Sunday, August 1, 2010

Kevin Avery talks about the historical context of the Hudson River School

On July 24th Kevin Avery from the department of American Paintings and Sculpture at the Metropolitan Museum of Art came to give us a lecture about the Hudson River School Painters. His talk focused on a few major artists and the historical context of their work, as well as the influences behind their ideas. He described how the industrial revolution created a nostalgia for wilderness while at the same time allowing American tourism to take off.

Asher B. Durand drew a lot of his inspiration from the writings of critic John Ruskin and poet William Cullen Bryant who believed in careful observation of nature.

Sketch from Nature (13 13/16 x 9 7/8 in.) ca. 1855 by Asher B. Durand
Graphite on gray-green wove paper (more views of this drawing here)

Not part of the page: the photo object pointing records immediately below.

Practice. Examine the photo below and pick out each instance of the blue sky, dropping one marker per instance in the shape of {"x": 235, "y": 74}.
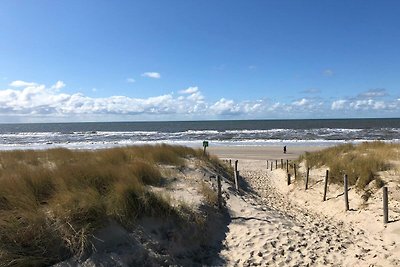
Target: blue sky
{"x": 192, "y": 60}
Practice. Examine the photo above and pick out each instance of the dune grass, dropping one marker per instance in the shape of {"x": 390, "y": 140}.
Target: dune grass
{"x": 360, "y": 162}
{"x": 52, "y": 201}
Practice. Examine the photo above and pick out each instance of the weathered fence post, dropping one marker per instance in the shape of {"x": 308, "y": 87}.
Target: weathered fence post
{"x": 346, "y": 192}
{"x": 326, "y": 184}
{"x": 385, "y": 205}
{"x": 236, "y": 174}
{"x": 307, "y": 175}
{"x": 219, "y": 192}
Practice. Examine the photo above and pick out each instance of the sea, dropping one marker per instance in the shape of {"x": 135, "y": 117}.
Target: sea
{"x": 95, "y": 135}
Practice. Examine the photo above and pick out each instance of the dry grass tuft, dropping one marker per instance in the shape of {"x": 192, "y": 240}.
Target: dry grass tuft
{"x": 53, "y": 201}
{"x": 210, "y": 196}
{"x": 361, "y": 162}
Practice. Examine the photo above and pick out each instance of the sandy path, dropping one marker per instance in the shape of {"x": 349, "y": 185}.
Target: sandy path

Interior of a Wood, by Asher B Durand

"Let [the artist] scrupulously accept whatever [nature] presents him until he shall, in a degree, have become intimate with her infinity...never let him profane her sacredness by a willful departure from truth." -- from Asher B. Durand's Letters on Landscape Painting

In the Woods, (60 3/4 x 48 in.) painted by Asher B. Durand in 1855
More detailed views of this painting on the Met Museum website here.

The Heart of the Andes (66 1/8 x 119 1/4 in) painted by Frederic Edwin Church in 1859. More close up views of this painting on the Met Museum website here.

This painting by Frederic Church was inspired by the writings of the naturalist Alexander Von Humboldt. The painting is meant to describe all the layers of the ecosystem, from jungle to arctic mountain top.

Kevin Avery curated the 2004 show at the Metropolitan Museum of Art Hudson River School Visions, the landscapes of Sanford R Gifford. The book is a great resource if you are interested in this subject, check it out!